Before you create a catalog source, ensure that you have the information required to connect to the source system.
Perform the following tasks:
•Assign the required permissions.
•Configure authentication.
•Configure a connection to the Amazon Redshift source system in Administrator.
•Create endpoint catalog sources for connection assignment.
•Optionally, if you want to identify pairs of similar columns and relationships between tables within a catalog source, import a relationship inference model.
Verify permissions
To extract metadata and to configure other capabilities that a catalog source might include, you need account access and permissions on the source system. The permissions required might vary depending on the capability.
Permissions to extract metadata
Ensure that you have the required permissions to enable metadata extraction.
Configure the following permissions to configure a connection to an Amazon Redshift catalog source:
•Read permission on the Amazon Redshift external source.
•Permissions that allow you to perform the following operations:
•Permissions to run the SHOW EXTERNAL TABLE operation on the tables that you want to process.
•Permissions to access tables from a specific schema:
- GRANT USAGE ON SCHEMA <Schema name> to <User>;
- GRANT SELECT ON ALL TABLES IN SCHEMA <Schema name> TO <User>;
Optionally, to obtain more detailed results, grant permissions that allow you to perform the following operation:
•select on pg_catalog.PG_DATABASE
Permissions to run data profiles
Ensure that you have the required permissions to run profiles.
To perform data profiling, you need to unload data to the Amazon Redshift source system.
To unload data, configure the following connector permissions:
•ListBucket. Required to view objects from Amazon S3 buckets.
•GetBucketPolicy. Required to get the IAM policy information for access privilege details on Amazon S3 buckets or folders.
•GetObject. Required to read objects from Amazon S3 buckets.
•PutObject. Required to process staging data for Avro and Parquet files.
•DeleteObject. Required to delete staging data of Avro and Parquet files.
Permissions to perform data classification
You can perform data classification with the permissions required to perform metadata extraction.
Permissions to perform relationship discovery
You can perform relationship discovery with the permissions required to perform metadata extraction.
Permissions to perform glossary association
You can perform glossary association with the permissions required to perform metadata extraction.
Create a connection
Create an Amazon Redshift connection object in Administrator with the connection details of the Amazon Redshift source system.
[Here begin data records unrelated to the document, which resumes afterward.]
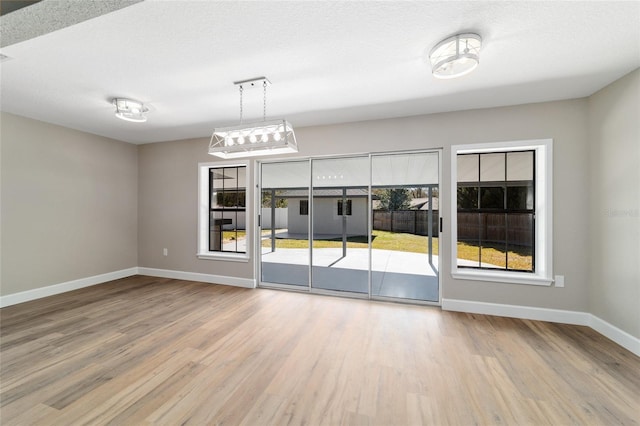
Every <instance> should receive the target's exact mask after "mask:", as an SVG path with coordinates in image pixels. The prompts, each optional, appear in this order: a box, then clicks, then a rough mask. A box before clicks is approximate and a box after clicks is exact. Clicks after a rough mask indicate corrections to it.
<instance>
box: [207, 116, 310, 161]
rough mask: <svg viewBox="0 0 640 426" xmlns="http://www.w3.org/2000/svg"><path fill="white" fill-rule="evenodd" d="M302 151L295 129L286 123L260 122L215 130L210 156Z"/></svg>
mask: <svg viewBox="0 0 640 426" xmlns="http://www.w3.org/2000/svg"><path fill="white" fill-rule="evenodd" d="M293 152H298V145H297V143H296V136H295V134H294V132H293V127H292V126H291V124H289V122H287V121H286V120H270V121H260V122H257V123H249V124H241V125H238V126H231V127H220V128H217V129H214V131H213V135H212V136H211V141H210V142H209V154H211V155H215V156H218V157H220V158H225V159H228V158H241V157H254V156H259V155H274V154H289V153H293Z"/></svg>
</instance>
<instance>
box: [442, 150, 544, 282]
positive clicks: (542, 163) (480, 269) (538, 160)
mask: <svg viewBox="0 0 640 426" xmlns="http://www.w3.org/2000/svg"><path fill="white" fill-rule="evenodd" d="M513 151H533V152H534V164H535V166H534V188H535V193H534V197H535V200H536V202H535V210H534V214H535V222H534V232H535V234H534V253H533V257H534V261H535V265H534V271H533V272H531V271H512V270H500V269H480V268H465V267H458V264H457V256H458V214H457V213H458V205H457V198H458V197H457V193H458V170H457V161H458V154H486V153H496V152H497V153H503V152H513ZM552 160H553V140H552V139H536V140H524V141H509V142H494V143H478V144H465V145H453V146H452V147H451V275H452V276H453V277H454V278H456V279H464V280H477V281H491V282H502V283H510V284H529V285H542V286H549V285H551V283H552V282H553V267H552V265H553V226H552V225H553V223H552V222H553V205H552V203H553V163H552Z"/></svg>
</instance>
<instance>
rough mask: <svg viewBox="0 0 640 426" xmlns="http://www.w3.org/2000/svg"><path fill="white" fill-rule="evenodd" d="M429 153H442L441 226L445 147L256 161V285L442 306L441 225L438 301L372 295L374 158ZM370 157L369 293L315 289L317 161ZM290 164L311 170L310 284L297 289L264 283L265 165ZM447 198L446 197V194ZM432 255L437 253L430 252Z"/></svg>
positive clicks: (441, 161) (368, 292)
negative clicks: (315, 164)
mask: <svg viewBox="0 0 640 426" xmlns="http://www.w3.org/2000/svg"><path fill="white" fill-rule="evenodd" d="M428 153H437V154H438V197H439V207H438V216H437V217H434V220H436V221H437V222H438V223H439V224H441V223H442V206H444V205H446V203H443V201H442V196H443V195H444V193H443V191H442V153H443V149H442V148H432V149H421V150H405V151H383V152H369V153H352V154H342V155H323V156H313V157H291V158H280V159H272V160H271V159H270V160H256V169H257V171H256V173H255V174H254V176H255V178H254V179H255V188H256V191H255V193H256V195H255V204H254V205H255V206H256V209H255V211H256V213H255V214H254V221H255V222H254V223H255V226H254V229H255V234H256V235H255V240H254V241H256V247H255V261H254V273H255V277H256V283H257V286H258V287H262V288H275V289H282V290H288V291H297V292H304V293H311V294H321V295H331V296H340V297H348V298H355V299H369V300H380V301H388V302H396V303H407V304H413V305H431V306H440V305H441V303H442V273H441V268H442V265H443V259H442V254H443V250H442V232H443V229H442V227H441V226H439V228H438V229H439V233H438V238H439V251H438V268H437V280H438V301H427V300H419V299H403V298H396V297H386V296H374V295H372V267H373V265H372V262H373V255H372V252H373V249H372V247H371V245H372V232H373V208H372V205H373V204H372V202H373V197H372V186H373V185H372V181H373V167H372V166H373V164H372V162H373V157H374V156H381V155H394V154H428ZM365 156H366V157H368V161H369V179H368V180H369V182H368V185H367V231H368V232H367V234H368V235H367V248H368V256H367V257H368V293H367V294H364V293H354V292H347V291H338V290H323V289H318V288H314V287H313V286H312V282H313V281H312V280H313V241H314V238H313V215H314V214H315V211H314V197H313V189H314V187H313V161H314V160H324V159H340V158H356V157H365ZM290 161H306V162H307V163H308V167H309V182H308V203H309V209H308V210H309V214H308V217H307V229H308V239H307V241H308V250H309V264H308V283H307V286H306V287H305V286H295V285H289V284H278V283H269V282H263V281H262V235H261V233H262V226H261V225H262V224H261V223H260V219H259V216H260V215H261V209H262V165H263V164H269V163H283V162H290ZM445 196H446V195H445ZM429 254H430V255H432V254H433V253H432V252H430V253H429Z"/></svg>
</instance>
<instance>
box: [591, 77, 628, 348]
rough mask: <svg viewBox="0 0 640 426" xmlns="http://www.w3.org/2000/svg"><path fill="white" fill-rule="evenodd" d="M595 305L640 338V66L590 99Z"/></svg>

1In Administrator, select Connections.
2Click New Connection.
3In the Connection Details section, enter the following connection details:
Connection property
Description
Connection Name
Name of the connection.
Each connection name must be unique within the organization. Connection names can contain alphanumeric characters, spaces, and the following special characters: _ . + -,
Maximum length is 255 characters.
Description
Description of the connection. Maximum length is 4000 characters.
4Select the Amazon Redshift V2 connection type.
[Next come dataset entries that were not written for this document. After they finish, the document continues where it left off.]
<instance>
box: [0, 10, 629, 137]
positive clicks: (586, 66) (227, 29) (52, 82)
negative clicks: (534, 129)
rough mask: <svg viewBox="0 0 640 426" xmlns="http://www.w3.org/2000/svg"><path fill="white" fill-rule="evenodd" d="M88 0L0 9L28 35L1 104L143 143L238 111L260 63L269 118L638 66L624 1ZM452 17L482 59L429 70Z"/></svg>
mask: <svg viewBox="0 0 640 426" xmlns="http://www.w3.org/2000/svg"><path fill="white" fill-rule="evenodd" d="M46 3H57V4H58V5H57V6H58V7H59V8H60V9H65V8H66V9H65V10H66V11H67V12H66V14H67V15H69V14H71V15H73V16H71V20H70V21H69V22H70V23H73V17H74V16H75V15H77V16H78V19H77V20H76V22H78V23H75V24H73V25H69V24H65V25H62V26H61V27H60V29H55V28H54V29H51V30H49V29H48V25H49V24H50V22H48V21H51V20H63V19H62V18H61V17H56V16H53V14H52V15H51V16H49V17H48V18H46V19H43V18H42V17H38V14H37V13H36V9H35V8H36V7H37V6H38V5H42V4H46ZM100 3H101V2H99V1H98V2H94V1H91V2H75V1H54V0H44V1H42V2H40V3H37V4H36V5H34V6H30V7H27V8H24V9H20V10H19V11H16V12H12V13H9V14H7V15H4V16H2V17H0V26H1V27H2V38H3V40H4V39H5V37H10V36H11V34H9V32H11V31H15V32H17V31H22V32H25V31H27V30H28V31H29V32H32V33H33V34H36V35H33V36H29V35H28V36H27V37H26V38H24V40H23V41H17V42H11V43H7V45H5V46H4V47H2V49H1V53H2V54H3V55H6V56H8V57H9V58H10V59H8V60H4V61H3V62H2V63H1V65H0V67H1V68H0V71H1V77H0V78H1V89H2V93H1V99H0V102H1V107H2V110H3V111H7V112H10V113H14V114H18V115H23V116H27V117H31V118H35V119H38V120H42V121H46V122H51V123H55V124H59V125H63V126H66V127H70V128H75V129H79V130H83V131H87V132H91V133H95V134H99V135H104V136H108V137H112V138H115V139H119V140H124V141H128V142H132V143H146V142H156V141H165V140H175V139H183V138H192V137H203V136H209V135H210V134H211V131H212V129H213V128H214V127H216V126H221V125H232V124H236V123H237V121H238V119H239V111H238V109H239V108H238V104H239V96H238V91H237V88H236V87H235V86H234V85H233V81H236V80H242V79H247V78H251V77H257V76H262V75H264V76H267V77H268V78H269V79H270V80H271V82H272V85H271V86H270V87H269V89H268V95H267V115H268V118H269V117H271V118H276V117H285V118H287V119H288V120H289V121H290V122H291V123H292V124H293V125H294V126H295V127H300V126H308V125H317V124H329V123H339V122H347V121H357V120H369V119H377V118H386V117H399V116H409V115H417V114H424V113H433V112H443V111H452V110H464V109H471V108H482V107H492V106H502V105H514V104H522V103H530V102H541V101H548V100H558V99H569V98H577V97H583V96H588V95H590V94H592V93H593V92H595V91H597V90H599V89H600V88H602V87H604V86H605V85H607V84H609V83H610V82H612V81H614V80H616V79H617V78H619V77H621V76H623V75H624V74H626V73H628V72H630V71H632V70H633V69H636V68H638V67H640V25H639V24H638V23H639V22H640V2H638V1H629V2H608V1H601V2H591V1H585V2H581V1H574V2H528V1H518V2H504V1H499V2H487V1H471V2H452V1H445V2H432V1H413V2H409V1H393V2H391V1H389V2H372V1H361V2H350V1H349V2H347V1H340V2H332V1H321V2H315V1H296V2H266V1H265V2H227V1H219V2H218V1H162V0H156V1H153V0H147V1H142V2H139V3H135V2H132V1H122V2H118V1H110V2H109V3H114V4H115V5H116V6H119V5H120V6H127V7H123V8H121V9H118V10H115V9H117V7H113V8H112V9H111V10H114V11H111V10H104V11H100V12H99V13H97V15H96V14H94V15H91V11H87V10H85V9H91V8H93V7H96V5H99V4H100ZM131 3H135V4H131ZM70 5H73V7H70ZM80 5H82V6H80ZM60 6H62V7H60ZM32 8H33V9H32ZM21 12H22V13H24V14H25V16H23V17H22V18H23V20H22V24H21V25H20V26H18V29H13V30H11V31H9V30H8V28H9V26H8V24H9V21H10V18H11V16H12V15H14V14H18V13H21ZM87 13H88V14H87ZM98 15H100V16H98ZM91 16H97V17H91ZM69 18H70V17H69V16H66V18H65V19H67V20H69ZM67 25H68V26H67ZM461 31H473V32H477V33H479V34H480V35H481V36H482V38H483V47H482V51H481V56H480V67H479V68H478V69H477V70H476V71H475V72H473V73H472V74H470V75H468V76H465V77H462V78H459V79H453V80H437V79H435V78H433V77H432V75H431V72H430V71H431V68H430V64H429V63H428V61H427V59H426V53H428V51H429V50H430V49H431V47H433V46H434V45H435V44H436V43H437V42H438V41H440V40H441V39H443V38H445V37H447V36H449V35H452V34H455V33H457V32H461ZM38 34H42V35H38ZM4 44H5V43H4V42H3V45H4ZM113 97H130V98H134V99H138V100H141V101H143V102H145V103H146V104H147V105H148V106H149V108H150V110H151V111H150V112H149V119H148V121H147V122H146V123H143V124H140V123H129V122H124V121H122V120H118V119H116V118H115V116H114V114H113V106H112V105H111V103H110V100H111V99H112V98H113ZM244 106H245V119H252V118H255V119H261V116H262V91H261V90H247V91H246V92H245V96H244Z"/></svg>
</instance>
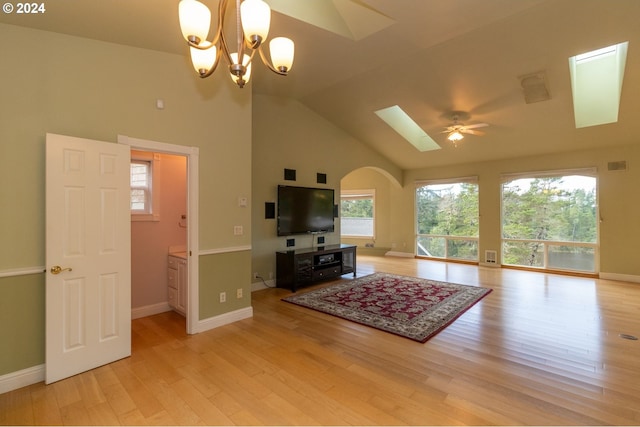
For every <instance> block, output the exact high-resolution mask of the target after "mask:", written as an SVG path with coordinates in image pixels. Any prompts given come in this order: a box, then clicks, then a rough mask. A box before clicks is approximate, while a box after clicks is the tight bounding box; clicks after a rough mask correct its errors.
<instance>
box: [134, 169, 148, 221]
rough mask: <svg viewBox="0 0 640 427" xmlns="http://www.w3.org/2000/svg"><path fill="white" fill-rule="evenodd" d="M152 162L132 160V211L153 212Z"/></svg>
mask: <svg viewBox="0 0 640 427" xmlns="http://www.w3.org/2000/svg"><path fill="white" fill-rule="evenodd" d="M151 201H152V198H151V162H150V161H143V160H132V161H131V212H132V213H142V214H150V213H151Z"/></svg>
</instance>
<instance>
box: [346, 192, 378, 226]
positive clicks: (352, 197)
mask: <svg viewBox="0 0 640 427" xmlns="http://www.w3.org/2000/svg"><path fill="white" fill-rule="evenodd" d="M340 234H341V235H342V236H344V237H363V238H375V190H342V192H341V194H340Z"/></svg>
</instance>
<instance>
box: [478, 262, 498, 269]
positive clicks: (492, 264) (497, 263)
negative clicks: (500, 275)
mask: <svg viewBox="0 0 640 427" xmlns="http://www.w3.org/2000/svg"><path fill="white" fill-rule="evenodd" d="M478 265H479V266H480V267H491V268H501V267H502V265H500V264H498V263H497V262H479V263H478Z"/></svg>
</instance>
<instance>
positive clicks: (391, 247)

5Enter properties specific to the Amazon Redshift connection:
Property
Description
JDBC URL
The JDBC URL to connect to the Amazon Redshift cluster.
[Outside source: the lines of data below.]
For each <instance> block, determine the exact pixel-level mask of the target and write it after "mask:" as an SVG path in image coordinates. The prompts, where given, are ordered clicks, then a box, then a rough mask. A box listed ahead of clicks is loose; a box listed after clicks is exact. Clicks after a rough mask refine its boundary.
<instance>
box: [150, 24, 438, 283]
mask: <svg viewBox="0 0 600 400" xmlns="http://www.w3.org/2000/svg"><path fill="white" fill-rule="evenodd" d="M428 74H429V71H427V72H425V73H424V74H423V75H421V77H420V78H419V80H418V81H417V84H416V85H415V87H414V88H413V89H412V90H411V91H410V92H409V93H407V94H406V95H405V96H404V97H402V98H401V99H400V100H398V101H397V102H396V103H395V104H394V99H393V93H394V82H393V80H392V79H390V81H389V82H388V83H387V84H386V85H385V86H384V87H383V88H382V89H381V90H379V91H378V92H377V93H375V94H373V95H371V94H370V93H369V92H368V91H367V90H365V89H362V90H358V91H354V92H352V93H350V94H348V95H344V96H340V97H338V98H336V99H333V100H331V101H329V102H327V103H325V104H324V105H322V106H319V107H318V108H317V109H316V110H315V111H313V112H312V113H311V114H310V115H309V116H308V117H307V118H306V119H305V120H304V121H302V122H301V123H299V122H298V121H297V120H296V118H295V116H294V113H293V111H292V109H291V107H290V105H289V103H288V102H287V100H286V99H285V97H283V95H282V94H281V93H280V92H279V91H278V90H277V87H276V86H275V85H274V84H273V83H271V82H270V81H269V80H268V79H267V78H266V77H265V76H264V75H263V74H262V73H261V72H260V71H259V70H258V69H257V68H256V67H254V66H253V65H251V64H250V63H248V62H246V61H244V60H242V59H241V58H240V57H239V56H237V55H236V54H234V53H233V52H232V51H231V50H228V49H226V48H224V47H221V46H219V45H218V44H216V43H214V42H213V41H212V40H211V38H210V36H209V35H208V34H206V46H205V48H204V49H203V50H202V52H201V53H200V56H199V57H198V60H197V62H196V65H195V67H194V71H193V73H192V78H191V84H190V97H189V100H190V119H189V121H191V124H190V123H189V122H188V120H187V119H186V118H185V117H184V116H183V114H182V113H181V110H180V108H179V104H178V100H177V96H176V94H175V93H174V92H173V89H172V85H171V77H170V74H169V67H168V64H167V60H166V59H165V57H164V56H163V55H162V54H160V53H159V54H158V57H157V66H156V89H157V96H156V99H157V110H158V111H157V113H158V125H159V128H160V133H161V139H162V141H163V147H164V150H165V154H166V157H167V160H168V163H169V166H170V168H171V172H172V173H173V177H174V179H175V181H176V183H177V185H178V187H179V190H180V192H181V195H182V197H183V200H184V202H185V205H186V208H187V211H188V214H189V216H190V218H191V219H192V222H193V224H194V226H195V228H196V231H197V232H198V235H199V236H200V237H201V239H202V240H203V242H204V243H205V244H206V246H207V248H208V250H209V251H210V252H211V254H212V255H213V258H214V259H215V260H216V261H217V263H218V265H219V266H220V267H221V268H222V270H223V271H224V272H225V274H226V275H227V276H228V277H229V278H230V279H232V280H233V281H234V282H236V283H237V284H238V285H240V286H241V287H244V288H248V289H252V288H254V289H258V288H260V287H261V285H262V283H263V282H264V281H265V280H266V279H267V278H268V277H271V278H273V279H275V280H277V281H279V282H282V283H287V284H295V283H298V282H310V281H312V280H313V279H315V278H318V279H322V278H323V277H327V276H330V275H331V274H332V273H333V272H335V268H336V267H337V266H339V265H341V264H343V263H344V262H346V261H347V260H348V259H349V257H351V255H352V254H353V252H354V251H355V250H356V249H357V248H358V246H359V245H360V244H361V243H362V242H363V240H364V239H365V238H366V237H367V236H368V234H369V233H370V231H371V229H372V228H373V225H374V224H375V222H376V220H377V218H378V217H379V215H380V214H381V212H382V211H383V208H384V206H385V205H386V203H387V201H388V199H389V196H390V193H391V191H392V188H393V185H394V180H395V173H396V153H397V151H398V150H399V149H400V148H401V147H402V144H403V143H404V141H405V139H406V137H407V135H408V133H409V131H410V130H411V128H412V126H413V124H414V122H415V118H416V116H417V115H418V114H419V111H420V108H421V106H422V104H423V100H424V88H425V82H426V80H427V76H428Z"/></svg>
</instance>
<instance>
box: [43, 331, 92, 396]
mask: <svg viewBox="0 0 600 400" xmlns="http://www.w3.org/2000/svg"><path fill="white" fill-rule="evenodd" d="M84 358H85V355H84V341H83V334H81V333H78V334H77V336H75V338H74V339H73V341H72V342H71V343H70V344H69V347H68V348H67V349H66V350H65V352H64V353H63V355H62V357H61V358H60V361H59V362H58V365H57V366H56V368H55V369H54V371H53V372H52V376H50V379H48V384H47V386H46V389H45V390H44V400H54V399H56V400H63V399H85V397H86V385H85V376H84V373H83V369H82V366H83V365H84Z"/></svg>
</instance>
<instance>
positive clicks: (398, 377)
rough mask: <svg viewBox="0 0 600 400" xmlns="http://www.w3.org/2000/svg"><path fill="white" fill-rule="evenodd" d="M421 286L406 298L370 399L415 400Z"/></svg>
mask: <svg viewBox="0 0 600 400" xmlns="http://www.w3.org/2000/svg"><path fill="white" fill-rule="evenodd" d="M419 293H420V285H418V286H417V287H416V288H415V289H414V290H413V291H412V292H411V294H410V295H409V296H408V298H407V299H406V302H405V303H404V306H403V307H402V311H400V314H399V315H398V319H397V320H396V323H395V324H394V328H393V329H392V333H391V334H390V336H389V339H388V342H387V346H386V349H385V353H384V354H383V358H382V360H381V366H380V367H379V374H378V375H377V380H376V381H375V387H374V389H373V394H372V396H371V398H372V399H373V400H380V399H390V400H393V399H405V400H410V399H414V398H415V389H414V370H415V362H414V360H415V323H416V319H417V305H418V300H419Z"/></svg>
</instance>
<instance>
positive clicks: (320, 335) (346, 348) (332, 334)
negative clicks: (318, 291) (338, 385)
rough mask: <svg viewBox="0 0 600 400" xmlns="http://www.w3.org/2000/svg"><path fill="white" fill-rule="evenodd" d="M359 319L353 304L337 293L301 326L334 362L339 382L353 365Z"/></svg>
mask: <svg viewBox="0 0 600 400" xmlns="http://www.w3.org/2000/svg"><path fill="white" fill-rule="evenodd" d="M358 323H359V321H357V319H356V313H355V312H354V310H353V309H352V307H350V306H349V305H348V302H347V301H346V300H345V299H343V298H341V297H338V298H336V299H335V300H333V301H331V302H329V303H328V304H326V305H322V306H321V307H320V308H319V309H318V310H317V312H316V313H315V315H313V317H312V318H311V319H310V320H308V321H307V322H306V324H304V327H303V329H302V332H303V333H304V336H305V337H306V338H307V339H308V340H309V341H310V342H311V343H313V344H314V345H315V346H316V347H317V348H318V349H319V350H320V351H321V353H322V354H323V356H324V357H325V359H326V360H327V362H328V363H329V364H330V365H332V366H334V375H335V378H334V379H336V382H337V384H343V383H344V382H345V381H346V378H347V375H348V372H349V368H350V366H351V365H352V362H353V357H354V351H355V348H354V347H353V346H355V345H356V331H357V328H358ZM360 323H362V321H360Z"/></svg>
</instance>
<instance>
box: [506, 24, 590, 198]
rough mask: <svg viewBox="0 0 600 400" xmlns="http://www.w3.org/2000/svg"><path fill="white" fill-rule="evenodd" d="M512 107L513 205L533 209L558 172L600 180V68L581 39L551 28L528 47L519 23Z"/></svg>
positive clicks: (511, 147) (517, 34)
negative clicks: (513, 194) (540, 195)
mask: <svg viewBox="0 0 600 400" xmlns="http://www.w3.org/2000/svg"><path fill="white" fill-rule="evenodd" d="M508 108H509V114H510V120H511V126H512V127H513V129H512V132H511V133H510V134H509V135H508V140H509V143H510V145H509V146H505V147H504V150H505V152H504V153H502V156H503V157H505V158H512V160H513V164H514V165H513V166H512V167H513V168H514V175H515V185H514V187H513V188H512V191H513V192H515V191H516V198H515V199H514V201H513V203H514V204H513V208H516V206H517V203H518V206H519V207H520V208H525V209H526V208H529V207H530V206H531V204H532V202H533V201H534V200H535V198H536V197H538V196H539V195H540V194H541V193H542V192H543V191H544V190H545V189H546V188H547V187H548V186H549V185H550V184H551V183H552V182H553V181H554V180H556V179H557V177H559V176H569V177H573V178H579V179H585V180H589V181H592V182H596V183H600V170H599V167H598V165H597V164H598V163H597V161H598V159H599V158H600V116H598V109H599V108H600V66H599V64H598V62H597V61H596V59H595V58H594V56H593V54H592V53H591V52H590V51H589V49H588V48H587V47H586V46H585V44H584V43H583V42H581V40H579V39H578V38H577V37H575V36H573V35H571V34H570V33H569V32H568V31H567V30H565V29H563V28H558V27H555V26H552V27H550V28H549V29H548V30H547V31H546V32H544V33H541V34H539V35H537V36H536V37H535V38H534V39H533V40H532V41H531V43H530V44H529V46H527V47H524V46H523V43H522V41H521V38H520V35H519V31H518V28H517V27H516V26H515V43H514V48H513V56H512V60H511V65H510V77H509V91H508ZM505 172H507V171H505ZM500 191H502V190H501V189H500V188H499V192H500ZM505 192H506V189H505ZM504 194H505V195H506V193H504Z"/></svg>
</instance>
You can get the JDBC URL from your Amazon AWS Redshift cluster configuration page.
Enter the JDBC URL in the following format:
jdbc:redshift://<cluster_endpoint>:<port_number>/<database_name>, where the endpoint includes the Redshift cluster name and region.
For example, jdbc:redshift://infa-rs-cluster.abc.us-west-2.redshift.amazonaws.com:5439/rsdb
In the example,
- infa-rs-qa-cluster is the name of the Redshift cluster.
- us-west-2.redshift.amazonaws.com is the Redshift cluster endpoint, which is the US West (Oregon) region.
- 5439 is the port number for the Redshift cluster.
- rsdb is the specific database instance in the Redshift cluster to which you want to connect.
6Select the Default authentication type.
7Enter the following connection details:
Property
Description
Username
User name of your database instance in the Amazon Redshift cluster.
Password
Password of the Amazon Redshift database user.
8Click Test Connection.
9Click Save.
Create endpoint catalog sources for connection assignment
An endpoint catalog source represents a source system that the catalog source references. Before you perform connection assignment, create endpoint catalog sources and run the catalog source jobs.
You can then perform connection assignment to reference source systems to view complete lineage with source system objects.
Import a relationship inference model
Import a relationship inference model if you want to configure the relationship discovery capability. You can either import a predefined relationship inference model, or import a model file from your local machine.
1In Metadata Command Center, click Explore on the navigation panel.
2Expand the menu and select Relationship Inference Model. The following image shows the Explore page with the Relationship Inference Model menu:
3Select one of the following options:
- Import Predefined Content. Imports a predefined relationship inference model called Column Similarity Model v1.0.
- Import. Imports the predefined relationship inference model from your local machine. Select this if you previously imported predefined content into your local machine and the inference model is stored on the machine.
To import a file, click Choose File in the Import Relationship Inference Model window and navigate to the model file on your local machine. You can also drag and drop the file.
The imported models appear in the list of relationship inference models on the Relationship Discovery tab.